MGML - an SGML Application for Describing Document Markup Languages

by Tim Bray, Textuality.


The Standard Generalized Markup Language is the most fully developed specification of the use of descriptive markup languages for electronic documents. The idea of descriptive markup is simple and powerful, and in fact has proved to be a basic requirement for many advanced information processing applications.

Unfortunately, the adoption of SGML has proved surprisingly difficult, expensive and slow, given that the underlying ideas are simple and self-evidently good. Some of the perceived reasons have included:

  1. The SGML standard itself is large, complex, and difficult to understand.
  2. The standard specifies several optional and advanced markup features, some of which remain unimplemented.
  3. Some of the features of SGML have proven counter-productive in practical use.
  4. Practical use of SGML requires learning several other languages, including the language used to write DTD's, various stylesheeting and formatting languages, and the SGML/Open Entity Catalogue language.
  5. The design of SGML takes little account of the contemporary theory of formal languages and finite automata. One practical result is that SGML parsers are unable to make use of some advanced tools and techniques made possible by that theory. Consequently, they are large and complex pieces of computer software; as such they (a) suffer from reliability problems, (b) have in practice proven difficult to integrate into applications, and (c) change slowly in response to advances in software and document processing technology.

Nonetheless, there remains a consensus that SGML's basic design partition into entities, elements, and attributes is correct and useful. One result is a common tendency, in strategic projects involving SGML, to avoid using many advanced features and operate within the bounds of a highly restricted subset. This approach has generally met with success. However, this restricted subset has been re-invented by each successive group that has attacked the problem.

It is our opinion that SGML exhibits an extreme case of the "80-20 syndrome"; that is to say, 80% of the benefit is gained by applying only 20% of the machinery. It is the goal of this project to formalize the definition of this useful subset, which we call Minimal Generalized Markup Language, MGML.

The design goals are that MGML shall:

  1. be an SGML application, and process a proper subset of SGML documents
  2. provide full support for the basic mechanisms (entities, elements, and attributes) which have made SGML successful
  3. unify the syntax of the meta-langage and the generated languages (the DTD and the instances)
  4. be defined by a simple, compact, formal specification that allows the easy implementation of MGML processors by taking advantage of standard formal-language technology.
  5. exclude those portions of the SGML design which impair ease of understanding, use, and portability

The Specification of MGML

The syntactic structure of MGML, enabling markup to be destinguished from data, is hardwired and has been straightforwardly and completely implemented using lex-style regular expressions .

MGML is based on the Document Structure Definition (DSD). A DSD is a set of structure definitions that apply to all documents of a given class. The required content and structure of a DSD are defined by the MGML Reference DSD. The behavior of a conforming MGML processor is defined in the list appearing below in this document, and in commentary text attached to the structure definitions in the MGML Reference DSD. These behavior specifications and the MGML Reference DTD together constitute the sole and complete definition of MGML.
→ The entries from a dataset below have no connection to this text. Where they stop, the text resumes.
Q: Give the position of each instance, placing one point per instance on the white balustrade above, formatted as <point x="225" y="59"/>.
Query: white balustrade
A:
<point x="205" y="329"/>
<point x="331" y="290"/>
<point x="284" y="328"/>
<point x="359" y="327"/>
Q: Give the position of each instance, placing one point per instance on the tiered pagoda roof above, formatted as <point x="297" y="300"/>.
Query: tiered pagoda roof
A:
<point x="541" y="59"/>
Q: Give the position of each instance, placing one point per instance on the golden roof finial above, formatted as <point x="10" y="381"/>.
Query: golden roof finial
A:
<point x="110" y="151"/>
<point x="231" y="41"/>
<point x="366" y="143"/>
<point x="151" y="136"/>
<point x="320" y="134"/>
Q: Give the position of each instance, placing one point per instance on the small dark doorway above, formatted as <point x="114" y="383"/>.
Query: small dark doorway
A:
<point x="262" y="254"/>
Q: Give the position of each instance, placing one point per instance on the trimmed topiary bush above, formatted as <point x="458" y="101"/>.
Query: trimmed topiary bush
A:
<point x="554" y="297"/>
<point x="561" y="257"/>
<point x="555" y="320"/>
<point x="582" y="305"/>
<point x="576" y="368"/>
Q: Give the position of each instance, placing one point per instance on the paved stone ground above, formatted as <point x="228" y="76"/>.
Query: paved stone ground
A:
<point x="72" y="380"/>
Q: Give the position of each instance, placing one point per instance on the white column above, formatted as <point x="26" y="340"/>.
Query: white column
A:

The MGML Reference DSD defines a total of 21 elements and 18 attributes. In printed form, it occupies only 5 pages. An electronic form may be obtained here. To help in understanding, a real SGML DTD for the MGML Reerence DSD may be obtained here.

A reference parser for a slightly earlier version, including fairly complete entity processing, implemented as two lex modules, one C module, and one yacc module, comprised about 1000 lines of code.

A conforming MGML processor shall:

  1. Optionally, for any DSD, write a corresponding SGML declaration and SGML Document Type Definition which define a class of documents including all those accepted as valid by an MGML processor with respect to the DSD. Thus, every MGML document is an SGML document.
  2. Scan the text of each element's content to distinguish markup and data.
  3. Replace entity references by their entities.
  4. Validate the element and attribute structure against the model described by the DSD.
  5. Supply all defaulted attributes.
  6. Provide to an external processing system (a) complete information about the entity, element, and attribute structure and (b) access to its content.